Tuberculosis is the leading cause of death in people with HIV in low and middle income countries and hospitals are often overwhelmed with HIV-positive individuals who have suspected TB. Diagnosis of TB usually includes taking a chest X-ray and microbiological examination of sputum (mucus that has been coughed-up). However, for severely ill patients with TB and HIV, it can be hard to produce sputum and alternative approaches (sputum induction or alternative invasive sampling) are often unavailable. The LAM urine-test detects a glycolipid molecule (lipoarabinomannan), which is linked to TB. It provides a result in 25 minutes and each test costs about US$2.66.

Professor Keertan Dheda says:

Since November 2015, a test measuring urine LAM has been recommended by WHO. However, the recommendation was conditional, meaning it is up to the doctor or health system to decide whether or not to use the test. These data make use of the test more compelling and suggest that scale up and roll out of the test is now required.

In this study, the research team randomly allocated 2528 patients with HIV from ten hospitals in four countries in sub-Saharan Africa (four in South Africa, two in Tanzania, two in Zambia, and two in Zimbabwe) to receive either routine testing (smear, Xpert MTP/RIF and culture) as well as the LAM urine-test (LAM group, 1257 patients) or routine testing alone (no-LAM group, 1271 patients).

Eight weeks after being discharged from hospital, 21% (261) of patients in the LAM group had died compared to 25% (317) of patients in the non-LAM group – an absolute reduction of 4%. A greater proportion of patients in the LAM group (648; 52%) were treated for TB than in the no-LAM group (598; 47%). And, of those who started TB treatment, a higher proportion of patients were treated in the first 3 days in the LAM group (513/648; 79%) compared to the non-LAM group (413/598; 69%).

The effect of LAM testing on mortality varied by country but the highest sensitivity was found in people with the lowest CD4 cell count (a measure of how badly the immune system is damaged in patients with HIV) who are the hardest to diagnose with TB using routine testing. The authors found that the LAM urine-test had a sensitivity of 46% (the proportion of people with TB correctly diagnosed) and specificity of 90% (the proportion of healthy people who are correctly identified as healthy).

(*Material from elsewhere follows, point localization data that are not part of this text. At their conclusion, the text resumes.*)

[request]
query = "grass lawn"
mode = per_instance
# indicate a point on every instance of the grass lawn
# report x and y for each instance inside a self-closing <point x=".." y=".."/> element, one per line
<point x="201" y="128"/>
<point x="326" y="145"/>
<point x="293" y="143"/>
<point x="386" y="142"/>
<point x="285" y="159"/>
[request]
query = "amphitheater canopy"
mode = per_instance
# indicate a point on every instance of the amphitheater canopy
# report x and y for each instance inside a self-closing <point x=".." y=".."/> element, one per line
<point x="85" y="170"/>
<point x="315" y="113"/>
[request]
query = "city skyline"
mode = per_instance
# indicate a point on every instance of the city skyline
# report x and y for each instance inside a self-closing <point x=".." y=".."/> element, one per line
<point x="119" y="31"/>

However, as Dr Andrew Kerkhoff, University of California San Francisco School of Medicine, San Francisco, USA, writes in a linked Comment:

Peter and colleagues report on the diagnostic accuracy of urine LAM testing even though the study was not primarily designed a priori to rigorously assess this. If their finding that urine LAM specificity was less than 90% is taken at face value, these data would raise serious concerns about the potential of the assay to generate large numbers of false-positive diagnoses... The reference standard for tuberculosis diagnosis against which the diagnostic accuracy of the LAM-test was assessed was often only one sputum culture or Xpert test, both of which represent insufficiently robust reference standards. In a similar inpatient study population in Cape Town, South Africa, our results showed that the specificity of the same urine-LAM lateral flow assay exceeded 99% when compared with a rigorous microbiological reference standard that incorporated sampling of sputum, blood, and urine, for which we did a mean of 5.6 reference standard tests per patient.

He concludes:

In summary, Peters and colleagues report findings from their landmark trial that provide key evidence showing that urine-LAM testing is an effective means of rapid, low-cost, ante-mortem diagnosis for the large burden of HIV-associated tuberculosis. This burden for the past 25 years has only been brought to light by a long series of post-mortem studies. With the recent backing of WHO recommendations, we strongly advocate that the Determine TB-LAM point-of-care assay should be implemented by national tuberculosis programmes in sub-Saharan Africa to reduce AIDS-related inpatient deaths.